I think that you can skip FFT(Y) step since its coefficients are essentially conjugates of FFT(X)

3 Likes

Isnt the complexity O(N + N log N) because each polynomial has N terms.

The link to the paper is very interesting. I didn’t expect that.

The problem’s author initially intended an O(N*S / 32) solution for this problem. I came up with a much more complicated solution dividing the string right at the middle, and using FFT to add up the sub-arrays that extend through the middle.

I noticed this simple and elegant solution (described in the editorial) in some submissions and hence chose to describe this solution instead :slight_smile:

As for the test cases, we kept trying to build cases where my solution would perform badly. If I knew about the approach with single polynomial multiplication earlier, I would have concentrated on other ways to solve :frowning: I will sneak in some test data for practice section though!

2 Likes

As mugurelionut I also haven’t figured out the FFT thing, even if I thought about multiplication similarity.
For me the second case described in the tutorial worked up to n <= 50000. For the larger testcases I noticed, that if there is a field of x ones near the beginning and after that there is no number greater than x + 1, than all numbers from 1 to the sum till the end of the array can be made. In all large testcases, it was the case that this field appeared very soon - we only need the check the rest of the field in quadratic time - AC!
testcases with repeated 1, 3 would brake it.
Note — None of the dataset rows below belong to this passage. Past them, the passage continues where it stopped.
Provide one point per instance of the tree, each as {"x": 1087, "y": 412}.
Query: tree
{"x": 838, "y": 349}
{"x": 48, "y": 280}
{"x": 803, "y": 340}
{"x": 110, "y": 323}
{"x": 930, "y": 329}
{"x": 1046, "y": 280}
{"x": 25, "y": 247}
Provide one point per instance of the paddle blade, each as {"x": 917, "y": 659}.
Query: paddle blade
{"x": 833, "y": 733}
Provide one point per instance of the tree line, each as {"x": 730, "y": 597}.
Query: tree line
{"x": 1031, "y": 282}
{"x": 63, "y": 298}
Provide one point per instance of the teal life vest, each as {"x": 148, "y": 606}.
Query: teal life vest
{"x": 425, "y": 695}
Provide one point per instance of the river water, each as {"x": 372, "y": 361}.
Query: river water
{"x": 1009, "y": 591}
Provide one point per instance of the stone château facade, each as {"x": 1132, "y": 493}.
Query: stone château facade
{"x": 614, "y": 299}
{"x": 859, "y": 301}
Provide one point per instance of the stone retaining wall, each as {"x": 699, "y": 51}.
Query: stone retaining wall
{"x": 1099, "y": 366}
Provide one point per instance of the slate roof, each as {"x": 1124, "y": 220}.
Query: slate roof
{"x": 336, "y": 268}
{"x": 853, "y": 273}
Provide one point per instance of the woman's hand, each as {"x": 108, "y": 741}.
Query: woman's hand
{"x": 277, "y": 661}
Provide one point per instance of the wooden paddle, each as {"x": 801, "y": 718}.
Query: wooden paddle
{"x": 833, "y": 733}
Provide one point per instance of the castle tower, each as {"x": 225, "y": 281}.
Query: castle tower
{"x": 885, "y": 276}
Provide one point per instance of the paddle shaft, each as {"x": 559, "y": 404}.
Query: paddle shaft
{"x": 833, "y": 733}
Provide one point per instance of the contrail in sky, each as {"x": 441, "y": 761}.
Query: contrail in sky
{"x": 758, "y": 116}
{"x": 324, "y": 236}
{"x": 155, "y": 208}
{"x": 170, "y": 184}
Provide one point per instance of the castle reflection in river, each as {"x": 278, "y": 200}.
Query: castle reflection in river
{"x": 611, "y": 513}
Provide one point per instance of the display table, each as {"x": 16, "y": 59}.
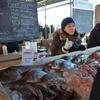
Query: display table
{"x": 15, "y": 59}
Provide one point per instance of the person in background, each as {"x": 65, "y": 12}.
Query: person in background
{"x": 94, "y": 38}
{"x": 52, "y": 28}
{"x": 66, "y": 39}
{"x": 95, "y": 91}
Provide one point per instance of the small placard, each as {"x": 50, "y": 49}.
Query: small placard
{"x": 27, "y": 56}
{"x": 41, "y": 58}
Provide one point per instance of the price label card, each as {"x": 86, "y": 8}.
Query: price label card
{"x": 27, "y": 57}
{"x": 41, "y": 58}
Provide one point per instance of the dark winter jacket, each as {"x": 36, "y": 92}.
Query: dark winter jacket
{"x": 95, "y": 92}
{"x": 59, "y": 39}
{"x": 94, "y": 39}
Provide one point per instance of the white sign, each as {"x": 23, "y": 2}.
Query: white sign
{"x": 41, "y": 58}
{"x": 27, "y": 56}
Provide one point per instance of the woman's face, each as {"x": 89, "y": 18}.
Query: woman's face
{"x": 70, "y": 28}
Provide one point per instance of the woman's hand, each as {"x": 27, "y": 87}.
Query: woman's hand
{"x": 68, "y": 44}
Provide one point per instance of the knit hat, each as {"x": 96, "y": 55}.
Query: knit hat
{"x": 66, "y": 21}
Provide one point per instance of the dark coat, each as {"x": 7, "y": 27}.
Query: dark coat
{"x": 95, "y": 92}
{"x": 59, "y": 39}
{"x": 94, "y": 39}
I implemented the described FFT algorithm for N >= 8000 in O(S log S), and for N < 8000 I used bucket sort to sort the subarray sums. Unfortunately though, my implementation wasn’t good enough (time ~11 sec). But it was fast enough to pass this problem. CodeChef: Practical coding for everyone

1 Like

Greetings.

I implemented the solution using FFT, but for some testcases that I’ve randomly generated, my code is running way below expectations (up to 10secs!!). The one thing that is bugging me is that my implementation should run in O(n log n) and is based on the implementation on https://cp-algorithms.com/, and I’ve no idea what’s going wrong. Can you please help me out a bit ?

Thanks in advance.

How to do the same question under big prime mod and sum of array can be very big .

Your code runs absolutely fine under 2 seconds.